Thursday, October 16, 2014

Kopi Tahlil dan Kopi Jitu

9:04 AM

[sumber]
Oleh: Muhammad Mahrus*

Sepakat atau tidak, Indonesia merupakan salah satu dari empat negara penghasil kopi terbesar di dunia. Dewasa ini, ekspor kopi Indonesia mampu mengalahkan Brasil sebagai salah satu saingan beratnya. Terlepas dari jenis dan berbagai tingkat kualitasnya, rupanya kopi Indonesia adalah kopi yang paling dicari di Eropa, Amerika, dan sebagian di Timur Tengah. Di Mesir, beberapa hari yang lalu digelar Workshop Kopi Indonesia dalam Indonesian Expo 2014. Workshop bertajuk “Indonesian Coffee Culture: Beyond Tradition and Economical Values” itu membuka mata warga Mesir bahwa sebagian besar kopi yang mereka konsumsi dalam setiap harinya adalah kopi Indonesia.

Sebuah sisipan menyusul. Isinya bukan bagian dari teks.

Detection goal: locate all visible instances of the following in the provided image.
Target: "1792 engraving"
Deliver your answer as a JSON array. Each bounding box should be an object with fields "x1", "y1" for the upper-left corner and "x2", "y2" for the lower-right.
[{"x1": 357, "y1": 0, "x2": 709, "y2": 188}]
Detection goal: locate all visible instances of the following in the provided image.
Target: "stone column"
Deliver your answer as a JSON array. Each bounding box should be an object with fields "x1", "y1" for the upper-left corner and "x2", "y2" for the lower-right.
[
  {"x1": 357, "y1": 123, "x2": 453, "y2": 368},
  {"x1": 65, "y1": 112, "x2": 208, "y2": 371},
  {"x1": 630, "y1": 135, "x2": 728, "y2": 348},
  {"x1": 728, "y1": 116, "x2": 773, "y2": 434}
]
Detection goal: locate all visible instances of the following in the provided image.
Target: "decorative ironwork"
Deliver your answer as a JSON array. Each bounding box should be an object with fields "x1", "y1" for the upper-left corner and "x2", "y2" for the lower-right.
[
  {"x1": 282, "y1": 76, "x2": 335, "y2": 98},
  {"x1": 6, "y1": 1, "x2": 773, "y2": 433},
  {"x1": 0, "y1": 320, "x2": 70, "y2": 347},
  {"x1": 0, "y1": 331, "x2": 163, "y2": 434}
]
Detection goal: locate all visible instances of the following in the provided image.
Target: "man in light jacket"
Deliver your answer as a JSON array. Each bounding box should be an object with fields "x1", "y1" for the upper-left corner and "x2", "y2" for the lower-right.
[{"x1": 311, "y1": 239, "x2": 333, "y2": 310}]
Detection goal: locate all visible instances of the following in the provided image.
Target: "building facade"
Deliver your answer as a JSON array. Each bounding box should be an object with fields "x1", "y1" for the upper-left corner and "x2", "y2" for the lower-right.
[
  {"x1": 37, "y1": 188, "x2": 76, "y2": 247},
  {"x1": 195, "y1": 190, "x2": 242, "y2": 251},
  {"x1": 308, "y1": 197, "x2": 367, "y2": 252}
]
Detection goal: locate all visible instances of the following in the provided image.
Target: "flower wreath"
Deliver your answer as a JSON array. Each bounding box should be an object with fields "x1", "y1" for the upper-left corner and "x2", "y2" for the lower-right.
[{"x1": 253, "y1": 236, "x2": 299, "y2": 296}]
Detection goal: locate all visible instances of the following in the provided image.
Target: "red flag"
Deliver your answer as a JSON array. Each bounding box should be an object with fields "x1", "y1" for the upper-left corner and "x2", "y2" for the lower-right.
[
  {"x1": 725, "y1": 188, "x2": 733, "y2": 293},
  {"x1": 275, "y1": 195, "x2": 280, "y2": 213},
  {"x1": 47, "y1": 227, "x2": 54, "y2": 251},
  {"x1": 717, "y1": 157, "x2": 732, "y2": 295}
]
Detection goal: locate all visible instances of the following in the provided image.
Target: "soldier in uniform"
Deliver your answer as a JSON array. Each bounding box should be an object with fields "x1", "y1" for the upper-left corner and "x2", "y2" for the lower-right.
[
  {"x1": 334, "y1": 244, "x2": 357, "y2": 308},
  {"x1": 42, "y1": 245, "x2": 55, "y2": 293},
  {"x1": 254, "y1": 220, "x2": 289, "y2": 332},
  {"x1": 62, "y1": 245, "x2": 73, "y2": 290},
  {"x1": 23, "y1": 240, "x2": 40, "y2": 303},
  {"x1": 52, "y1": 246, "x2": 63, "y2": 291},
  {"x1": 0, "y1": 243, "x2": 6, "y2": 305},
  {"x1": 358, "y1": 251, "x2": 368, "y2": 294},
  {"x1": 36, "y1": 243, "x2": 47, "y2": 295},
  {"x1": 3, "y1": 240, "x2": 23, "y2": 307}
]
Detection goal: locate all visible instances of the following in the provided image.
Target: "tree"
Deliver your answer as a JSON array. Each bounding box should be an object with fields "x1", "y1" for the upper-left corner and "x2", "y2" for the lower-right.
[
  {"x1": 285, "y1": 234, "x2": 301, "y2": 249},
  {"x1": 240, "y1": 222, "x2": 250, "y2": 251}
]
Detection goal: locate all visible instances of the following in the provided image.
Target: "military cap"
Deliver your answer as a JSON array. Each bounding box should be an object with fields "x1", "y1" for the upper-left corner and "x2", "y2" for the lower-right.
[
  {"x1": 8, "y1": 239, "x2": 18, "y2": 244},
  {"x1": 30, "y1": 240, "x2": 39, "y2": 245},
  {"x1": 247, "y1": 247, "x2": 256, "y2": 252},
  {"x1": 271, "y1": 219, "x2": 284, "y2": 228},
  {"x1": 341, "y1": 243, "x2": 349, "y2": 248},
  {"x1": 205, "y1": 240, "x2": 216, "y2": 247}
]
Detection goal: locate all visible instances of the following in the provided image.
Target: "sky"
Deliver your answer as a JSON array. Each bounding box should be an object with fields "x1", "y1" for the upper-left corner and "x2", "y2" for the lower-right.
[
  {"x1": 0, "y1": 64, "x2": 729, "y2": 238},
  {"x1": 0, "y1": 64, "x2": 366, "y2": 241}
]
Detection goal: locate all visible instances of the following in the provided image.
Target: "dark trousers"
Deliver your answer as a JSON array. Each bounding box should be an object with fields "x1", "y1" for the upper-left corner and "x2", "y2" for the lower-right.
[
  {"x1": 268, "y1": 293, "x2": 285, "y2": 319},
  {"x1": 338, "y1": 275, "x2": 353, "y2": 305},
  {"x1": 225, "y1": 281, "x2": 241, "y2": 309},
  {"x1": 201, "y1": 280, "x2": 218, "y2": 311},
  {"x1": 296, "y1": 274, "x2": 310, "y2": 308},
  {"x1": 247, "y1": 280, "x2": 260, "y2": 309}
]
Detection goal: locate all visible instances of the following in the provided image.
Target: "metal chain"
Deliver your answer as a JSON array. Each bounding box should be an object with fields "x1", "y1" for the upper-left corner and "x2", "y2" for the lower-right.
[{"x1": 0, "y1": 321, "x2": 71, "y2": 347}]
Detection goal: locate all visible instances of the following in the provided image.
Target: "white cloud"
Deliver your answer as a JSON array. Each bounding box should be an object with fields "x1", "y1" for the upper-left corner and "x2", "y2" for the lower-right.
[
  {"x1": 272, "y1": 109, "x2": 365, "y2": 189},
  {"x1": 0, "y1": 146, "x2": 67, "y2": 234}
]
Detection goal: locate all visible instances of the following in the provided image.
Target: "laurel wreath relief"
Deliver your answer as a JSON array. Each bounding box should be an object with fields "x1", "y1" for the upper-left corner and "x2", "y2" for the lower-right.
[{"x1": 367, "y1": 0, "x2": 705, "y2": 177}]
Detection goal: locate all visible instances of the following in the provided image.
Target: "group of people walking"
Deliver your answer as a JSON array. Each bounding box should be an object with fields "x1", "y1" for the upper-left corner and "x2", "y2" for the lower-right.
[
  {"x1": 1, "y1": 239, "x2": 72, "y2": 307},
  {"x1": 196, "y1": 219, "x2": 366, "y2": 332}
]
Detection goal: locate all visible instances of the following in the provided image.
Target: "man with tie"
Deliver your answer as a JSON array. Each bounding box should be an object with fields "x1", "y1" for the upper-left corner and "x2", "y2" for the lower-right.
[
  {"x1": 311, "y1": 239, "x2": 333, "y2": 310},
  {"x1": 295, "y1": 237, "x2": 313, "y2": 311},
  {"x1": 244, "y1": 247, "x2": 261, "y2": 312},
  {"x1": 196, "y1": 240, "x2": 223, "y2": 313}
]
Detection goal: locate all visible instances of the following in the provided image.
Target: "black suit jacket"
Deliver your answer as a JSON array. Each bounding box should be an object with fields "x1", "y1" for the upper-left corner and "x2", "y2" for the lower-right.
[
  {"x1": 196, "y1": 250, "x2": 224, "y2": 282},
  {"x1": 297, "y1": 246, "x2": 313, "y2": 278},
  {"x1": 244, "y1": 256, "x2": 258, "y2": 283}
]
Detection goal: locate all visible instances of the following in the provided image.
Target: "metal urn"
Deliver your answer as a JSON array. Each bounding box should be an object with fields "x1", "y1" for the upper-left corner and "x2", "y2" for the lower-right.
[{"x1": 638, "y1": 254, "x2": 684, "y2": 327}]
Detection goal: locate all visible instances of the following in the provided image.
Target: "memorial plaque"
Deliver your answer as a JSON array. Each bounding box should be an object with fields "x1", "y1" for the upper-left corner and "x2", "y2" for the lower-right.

Anggapan warga Mesir selama ini, barangkali, karena memang kopi Brasil telah lebih dulu mendapat brand di hati masyarakat sana. Kemudian para pelaku industri kopi di sana tidak mau kehilangan pasar tersebut. Sialnya, para eksportir kopi di Mesir juga mendatangkan kopi dari negara-negara yang juga bukan penghasil kopi seperti Jerman, Italia, Swiss, Belanda, dan Inggris. Sementara negara-negara tersebut juga banyak mendatangkan kopi dari Indonesia. Coba pikir!

***

Di Cepu, dikenal dengan kopi Kothok-nya yang khas. Di Blora ada kopi santan. Keduanya memiliki karakter dan cita rasa yang unik dan pastinya istimewa. Secara geografis kedua daerah itu bukan termasuk penghasil kopi terbaik, tapi memiliki cara tersendiri untuk menikmati kopi. Seperti halnya di dua daerah tersebut, hampir setiap kota dan kabupaten memiliki caranya sendiri untuk menikmati kopi. Dalam kesempatan yang lain, kita akan membahasnya satu per satu.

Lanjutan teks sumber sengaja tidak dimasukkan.